= Anna-Maria Belli =

British interventional radiologist

Anna-Maria Belli, MD, FCIRSE is a British interventional radiologist known for her work in vascular interventional radiology and for holding leadership positions in interventional radiology societies in Britain and Europe.

== Training and career ==

Belli received her medical degree from the Middlesex Hospital Medical School (London, England) in 1980. She then completed her diagnostic radiology residency and interventional radiology fellowship at St. George’s Hospital (London, England). After completing her fellowship, Belli worked as an honorary consultant radiologist at the Royal Hallamshire Hospital (Sheffield, England), followed by the Hammersmith Hospital (London, England), before returning to St. George’s Hospital where she continued to work until her retirement.

Since 2008 Belli has been Professor of Interventional Radiology at St. George’s Hospital.

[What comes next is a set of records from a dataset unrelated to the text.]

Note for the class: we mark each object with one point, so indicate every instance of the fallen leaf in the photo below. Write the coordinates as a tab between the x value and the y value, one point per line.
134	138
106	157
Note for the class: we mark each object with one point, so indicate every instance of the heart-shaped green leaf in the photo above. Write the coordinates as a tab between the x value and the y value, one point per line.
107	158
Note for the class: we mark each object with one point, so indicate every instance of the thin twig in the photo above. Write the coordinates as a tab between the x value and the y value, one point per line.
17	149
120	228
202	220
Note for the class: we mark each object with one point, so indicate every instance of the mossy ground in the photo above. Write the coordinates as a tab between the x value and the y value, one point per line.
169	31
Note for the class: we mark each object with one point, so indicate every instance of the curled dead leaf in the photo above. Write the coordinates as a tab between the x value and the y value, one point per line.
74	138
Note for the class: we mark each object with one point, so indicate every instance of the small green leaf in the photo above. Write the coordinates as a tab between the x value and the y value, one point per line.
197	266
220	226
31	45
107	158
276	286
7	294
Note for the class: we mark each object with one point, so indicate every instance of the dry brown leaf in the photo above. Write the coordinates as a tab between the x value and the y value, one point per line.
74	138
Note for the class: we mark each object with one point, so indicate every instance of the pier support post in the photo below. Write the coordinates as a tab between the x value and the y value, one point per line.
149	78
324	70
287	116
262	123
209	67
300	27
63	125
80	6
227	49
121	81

Belli was the first female president of the British Society of Interventional Radiology (BSIR) from 2001 to 2003, and from 2014 until 2015 was the first female president of the CardioVascular and Interventional Radiology Society of Europe (CIRSE). Belli has been an advocate for women in interventional radiology and a proponent of the role of an interventional radiologist as a clinician.

== Research ==

Belli's work covered a variety of topics from interventional radiology training to procedures. She has been involved in research looking at the efficacy of drug eluting balloons for peripheral arterial disease and co-authored the FUME trial, the only randomized control trial comparing abdominal myomectomy and uterine artery embolization. She was also a co-applicant for FEMME, a multicenter randomized control trial looking at myomectomy and uterine artery embolization, and has been involved in other work regarding uterine artery embolization. During her career, Belli was a member of the National Institute for Health and Clinical Excellence (NICE) Guidelines Development Group for heavy menstrual bleeding and served on the committee of safety for devices for Medicines and Healthcare products Regulatory Agency from 2000 to 2009.

==Selected publications==
- Morgan, Robert (2003). "Current Treatment Methods for Postcatheterization Pseudoaneurysms"
- Belli, Anna-Maria (2012). "The Role of Interventional Radiology in the Management of Abdominal Visceral Artery Aneurysms"
- Chun, Joo-Young (2010). "Radiological Management of Hemoptysis: A Comprehensive Review of Diagnostic Imaging and Bronchial Arterial Embolization"
- "Carotid artery stenting compared with endarterectomy in patients with symptomatic carotid stenosis (International Carotid Stenting Study): an interim analysis of a randomised controlled trial" (2010)

== Awards ==
Belli has been recognized by national and international societies for clinical excellence. Some of her notable awards include the Gold Medal from the British Society of Interventional Radiology (BSIR) in 2015, the Gold Medal of the Cardiovascular and Interventional Radiological Society of Europe (CIRSE) in 2018, and the Gold Medal of the European Society of Radiology in 2019. She has additionally received honorary fellowships to the German Society of Interventional Radiology and Minimally Invasive Therapy (Deutsche Gesellschaft für Interventionelle Radiologie und Minimal-Invasive Therapie), the Seldinger Society of Interventional Radiology of Sweden, and the Société Française de Radiologie.